I’ve also gotten Qwen 3.5 up and running (Q3_K_XL unsloth variant) - early days but seems to be working reasonably well thus far and the extra vram availability for larger context + parakeet / kokoro is helpful - I tried qwen 3 asr also but despite the headline latency benchmarks was surprisingly underwhelmed also!
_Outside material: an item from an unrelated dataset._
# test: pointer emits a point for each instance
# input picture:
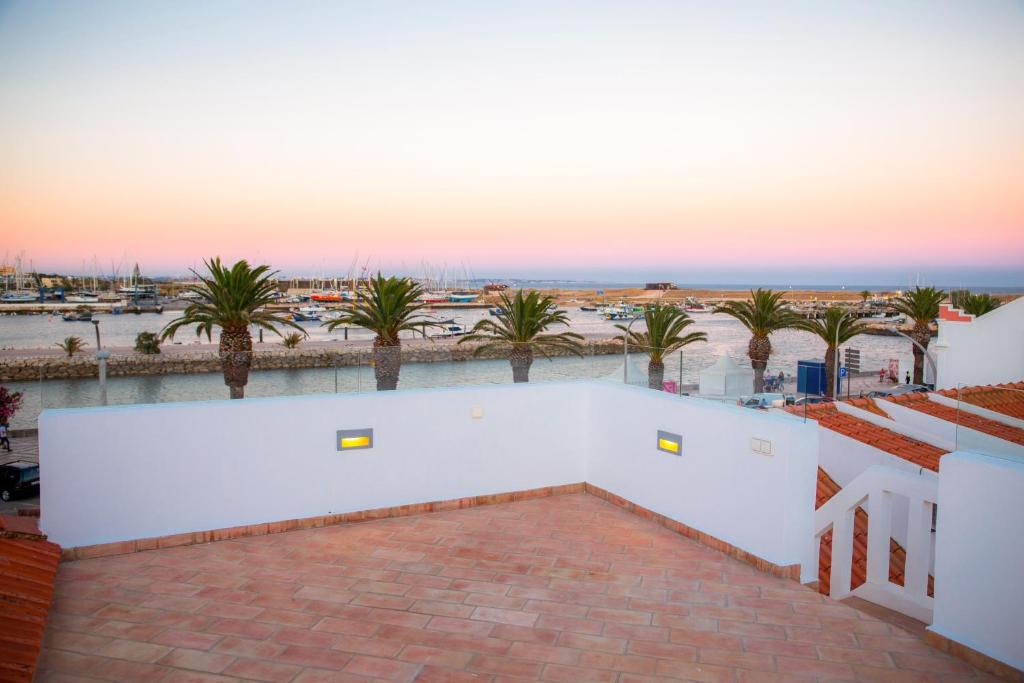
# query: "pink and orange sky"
(724, 141)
Here is my initial config for llama.cpp (running on an rtx 4090):

docker run --name Pandora-Brain \
  --gpus '"device=0"' \
  -p 9900:9900 \
  -v ./llama.cpp/models:/models \
  -v ./llama.cpp/models/templates:/templates \
  local/llama.cpp:server-cuda \
  -m /models/unsloth/Qwen3.5-35B-A3B-GGUF/Qwen3.5-35B-A3B-UD-Q3_K_XL.gguf \
  --alias "Pandora" \
  -c 16384 \
  -n 1024 \
  -b 1024 \
  -e \
  -ngl 99 \
  --chat_template_kwargs '{"enable_thinking":false}' \
  --jinja \
  --mmproj /models/unsloth/Qwen3.5-35B-A3B-GGUF/mmproj-BF16.gguf \
  --chat-template-file /templates/Qwen35.jinja \
  --parallel 1 \
  --port 9900 \
  --host 0.0.0.0 \
  --flash-attn on \
  --top-k 20 \
  --top-p 0.8 \
  --temp 0.7 \
  --min-p 0 \
  --presence_penalty 1.5 \
  --repeat_penalty 1.0 \
  --cache-type-k q8_0 \
  --cache-type-v q8_0 \
  --rope-scaling linear

I use GitHub - skye-harris/hass_local_openai_llm: Home Assistant LLM integration for local OpenAI-compatible services (llamacpp, vllm, etc) · GitHub as it stays true to the way assist works while providing some helpful features such as the date / time injection

1 Like

Thanks - am using the same then. Just was slightly uncertain if it may be overwriting some of the arguments per my docker configuration above (e.g. temperature appears as an option in the integration config)

The only one it writes is temp, which is just generally because you may want a different temp than other user cases.